This article is taken from the June 2026 issue of The Critic. To get the full magazine why not subscribe? Find our subscription offers here.
No one likes online dating. Swiping through endless profiles, strategically curating one’s own, fielding awkward messages (or worse, none at all) seems to leave everyone saying, “There’s got to be a better way.” That, essentially, is Paul Eastwick’s thesis in his new book Bonded by Evolution.
Worn out by what he calls the “EvoScript”, that is, the way evolutionary psychology has been folded into popular science as regards dating, Eastwick endeavours to write a new one. He achieves this in three parts: debunking the EvoScript, laying out what evolutionary psychology actually tells us, and advising readers who are looking for love.

Whether you’re chronically single or happily married, the first two parts are an interesting and engaging exploration of how humans evolved to build relationships. It’s less about “mate value”, having the right traits to win the attraction of the opposite sex, and more about building compatibility.
Romance doesn’t depend on a chiselled jaw and a stellar opening line, Eastwick explains, but on the gradual process of getting to know a person.
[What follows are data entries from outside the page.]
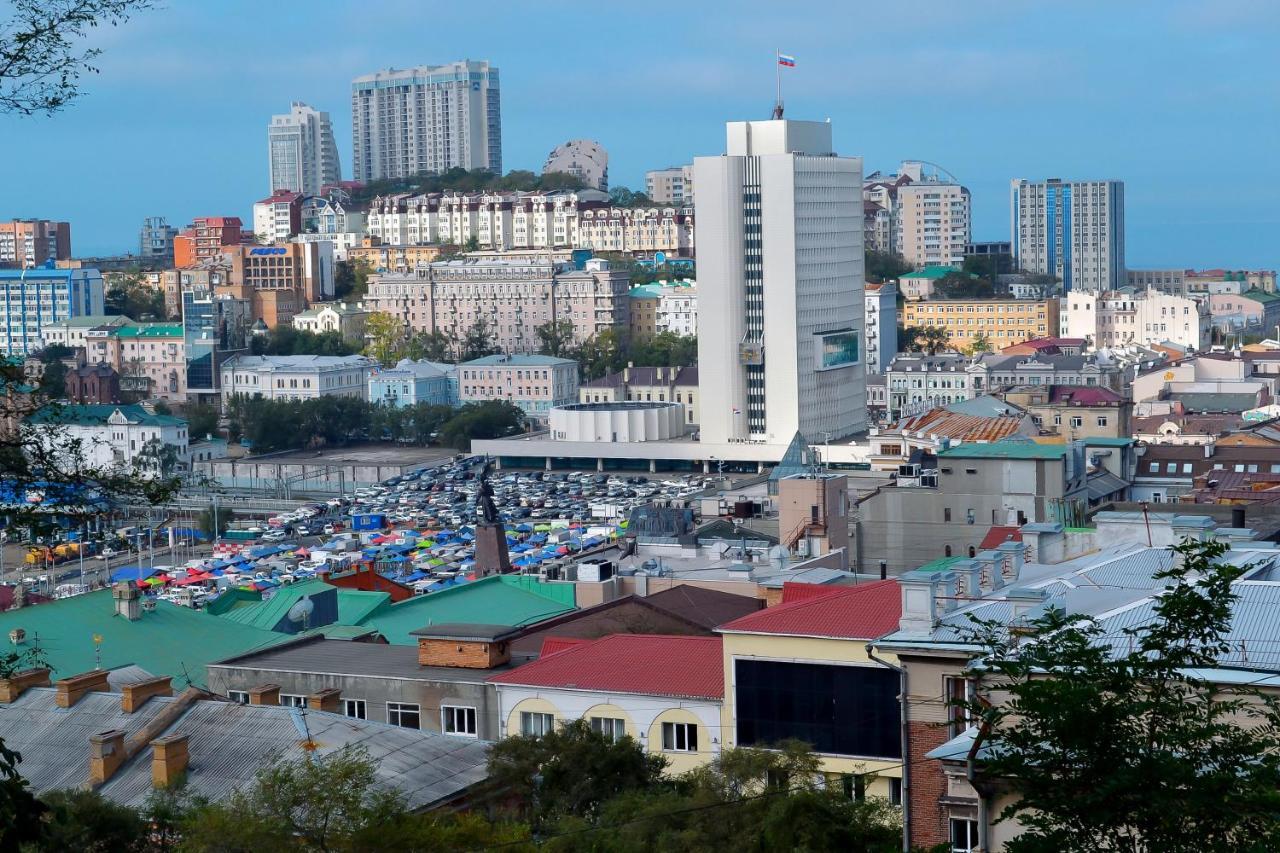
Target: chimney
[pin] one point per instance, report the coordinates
(128, 600)
(19, 683)
(135, 696)
(919, 602)
(71, 689)
(328, 701)
(105, 755)
(265, 694)
(169, 758)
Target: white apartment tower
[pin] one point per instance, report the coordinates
(432, 118)
(302, 155)
(1073, 229)
(780, 281)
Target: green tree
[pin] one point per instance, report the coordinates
(556, 338)
(41, 62)
(385, 336)
(1116, 739)
(478, 342)
(570, 771)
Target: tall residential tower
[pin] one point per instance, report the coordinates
(302, 153)
(432, 118)
(1073, 229)
(780, 278)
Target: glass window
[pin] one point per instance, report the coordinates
(679, 737)
(405, 715)
(535, 724)
(458, 720)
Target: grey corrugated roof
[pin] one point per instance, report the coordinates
(231, 743)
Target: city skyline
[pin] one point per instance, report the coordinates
(993, 82)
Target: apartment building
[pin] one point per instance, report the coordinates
(296, 377)
(430, 118)
(1072, 229)
(534, 383)
(648, 384)
(35, 299)
(584, 159)
(205, 238)
(33, 242)
(512, 296)
(671, 186)
(997, 322)
(1124, 316)
(302, 155)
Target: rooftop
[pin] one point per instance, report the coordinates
(685, 667)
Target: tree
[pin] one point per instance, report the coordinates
(556, 338)
(478, 342)
(570, 771)
(385, 336)
(1115, 739)
(40, 59)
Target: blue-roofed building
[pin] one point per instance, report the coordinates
(535, 383)
(32, 299)
(414, 382)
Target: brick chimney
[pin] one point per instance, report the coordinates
(105, 755)
(169, 760)
(135, 696)
(19, 683)
(71, 689)
(265, 694)
(328, 701)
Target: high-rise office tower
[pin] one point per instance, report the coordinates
(1073, 229)
(432, 118)
(301, 150)
(780, 286)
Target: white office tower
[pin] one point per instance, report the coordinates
(780, 282)
(432, 118)
(302, 153)
(1073, 229)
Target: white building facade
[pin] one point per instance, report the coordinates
(302, 154)
(432, 118)
(1073, 229)
(780, 235)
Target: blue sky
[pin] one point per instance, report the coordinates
(1176, 97)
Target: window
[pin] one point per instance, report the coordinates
(535, 724)
(964, 835)
(458, 720)
(679, 737)
(405, 715)
(611, 728)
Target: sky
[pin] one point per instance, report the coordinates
(1176, 97)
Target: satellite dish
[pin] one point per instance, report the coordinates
(301, 611)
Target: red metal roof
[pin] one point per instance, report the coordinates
(685, 667)
(865, 611)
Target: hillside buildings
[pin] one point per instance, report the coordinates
(511, 296)
(1072, 229)
(33, 242)
(781, 269)
(302, 155)
(584, 159)
(33, 299)
(432, 118)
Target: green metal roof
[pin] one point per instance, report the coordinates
(168, 641)
(932, 272)
(1005, 450)
(507, 600)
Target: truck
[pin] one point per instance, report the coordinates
(368, 521)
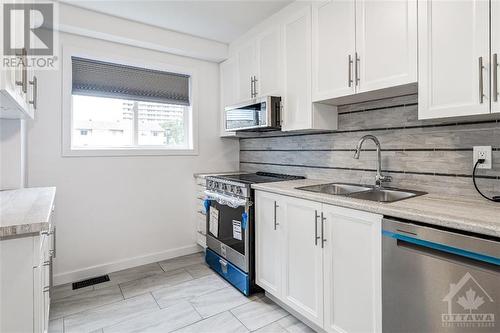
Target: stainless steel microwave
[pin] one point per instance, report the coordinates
(257, 114)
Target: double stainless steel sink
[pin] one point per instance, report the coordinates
(365, 192)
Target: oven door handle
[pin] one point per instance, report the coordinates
(226, 200)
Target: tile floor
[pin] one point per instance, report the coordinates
(181, 295)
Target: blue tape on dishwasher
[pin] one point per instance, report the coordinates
(244, 220)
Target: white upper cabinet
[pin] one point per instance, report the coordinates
(363, 46)
(247, 70)
(495, 55)
(269, 63)
(303, 275)
(353, 270)
(386, 43)
(333, 43)
(333, 49)
(296, 100)
(454, 58)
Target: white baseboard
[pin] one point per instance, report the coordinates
(297, 315)
(92, 271)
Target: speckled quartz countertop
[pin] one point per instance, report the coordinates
(25, 211)
(479, 216)
(206, 174)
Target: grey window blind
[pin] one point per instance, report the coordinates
(103, 79)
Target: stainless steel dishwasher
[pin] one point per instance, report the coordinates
(437, 280)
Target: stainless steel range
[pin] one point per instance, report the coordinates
(230, 225)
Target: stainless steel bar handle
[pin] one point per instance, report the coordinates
(323, 239)
(54, 253)
(24, 73)
(275, 208)
(34, 98)
(356, 68)
(251, 86)
(255, 86)
(481, 88)
(349, 75)
(316, 237)
(495, 77)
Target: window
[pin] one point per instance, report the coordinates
(118, 107)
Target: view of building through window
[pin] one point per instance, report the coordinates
(100, 122)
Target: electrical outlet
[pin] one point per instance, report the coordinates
(483, 152)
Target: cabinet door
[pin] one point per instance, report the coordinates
(333, 48)
(269, 76)
(453, 39)
(297, 106)
(495, 51)
(352, 264)
(246, 69)
(303, 258)
(268, 242)
(386, 43)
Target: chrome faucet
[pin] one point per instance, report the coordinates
(379, 178)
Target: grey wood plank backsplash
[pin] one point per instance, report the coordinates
(433, 156)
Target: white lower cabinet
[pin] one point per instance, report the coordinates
(322, 261)
(303, 259)
(352, 270)
(25, 282)
(268, 237)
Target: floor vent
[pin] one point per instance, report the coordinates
(90, 282)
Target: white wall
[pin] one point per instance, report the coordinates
(117, 212)
(12, 153)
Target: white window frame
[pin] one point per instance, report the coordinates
(108, 55)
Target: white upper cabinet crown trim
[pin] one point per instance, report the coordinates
(453, 44)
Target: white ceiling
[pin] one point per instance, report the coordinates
(221, 21)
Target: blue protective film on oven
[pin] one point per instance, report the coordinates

The ancestral environment would have involved prolonged exposure to a relatively small group of people with whom you would regularly interact over time, not a never-ending barrage of strangers’ photos coupled with clever little taglines that seek to encapsulate their entire essences. This is evolutionary psychology, properly understood.
Much of the ground Eastwick covers seems fairly obvious if one gives it a few moments’ thought, but the point is that plenty of people don’t — especially the ones most battered by the more insidious advice of the EvoScript.
Few of us would struggle to come up with real-life examples of happy couples who have very little in the way of common interests, but who have built up compatibility over time through repeated interactions as friends; the ultra-successful man with an impossibly beautiful woman on his arm, whose only attraction to each other is based on the transactional question of “What can this person do for me?”, doesn’t seem terribly prevalent in ordinary life.
Humans are instead drawn to humans that we know and like, and, as Eastwick explains, the more we know someone, the more we tend to like them.
The book serves as an optimistic rejoinder to common dating advice. Relationships aren’t transactional, with an alpha male swapping protection and provision for a perfect 10’s youthful beauty (i.e. fertility). Rather, they operate on a communal basis in which the score is only kept when things have gone wrong.
If this seems a little too optimistic, Eastwick describes the adaptive psychological processes which reinforce pair-bonding: demonstrated biases such as “derogation of alternatives” and “perceived superiority” help reinforce the sense that one’s current partner blows any other potential partners out of the water, and therefore one’s current relationship is as good as it gets. A little bit of self-delusion, it turns out, makes couples happy. Who knew?
Eastwick writes with genuine goodwill, approachable humour and legitimate — if not particularly profound — advice. His book reads like a heart-to-heart with an uncle who’s really looking out for you, kiddo: past the occasional inattentive nodding and a few polite chuckles is some wisdom, backed up with thoughtfully conducted research. He is at his best when he is talking about the stuff that interests him most: the science.
But, as with most of our relatives, there’s always some topic of conversation that makes you check the clock and say, “OK, uncle, that’s enough of that. Let’s change the subject.” For some, it’s cryptocurrency; others, microplastics. With Eastwick, it’s the manosphere.
The third part of Bonded by Evolution is easily its weakest, trading out citations of prestigious journals for the likes of Salon and Vox. With an entire chapter devoted to pearl-clutching over those insidious incels and Andrew Tate types, the book loses its focus and limps to the finish line with a final summation of the advice that has already been woven through the preceding chapters. Whether a subculture of angry men on the internet is actually ruining dating for everyone may be up for debate, but it doesn’t strengthen Eastwick’s case to wade into it.
Despite its lame conclusion, though, Bonded by Evolution is a useful summation of what evolutionary psychology actually says about dating and relationships, as well as a reminder of what it doesn’t. A thoughtful treatment of the research to date debunks many common assumptions about what can make dating miserable. Just as importantly, it validates those intuitions we have about why the whole romantic rigmarole is still worth it.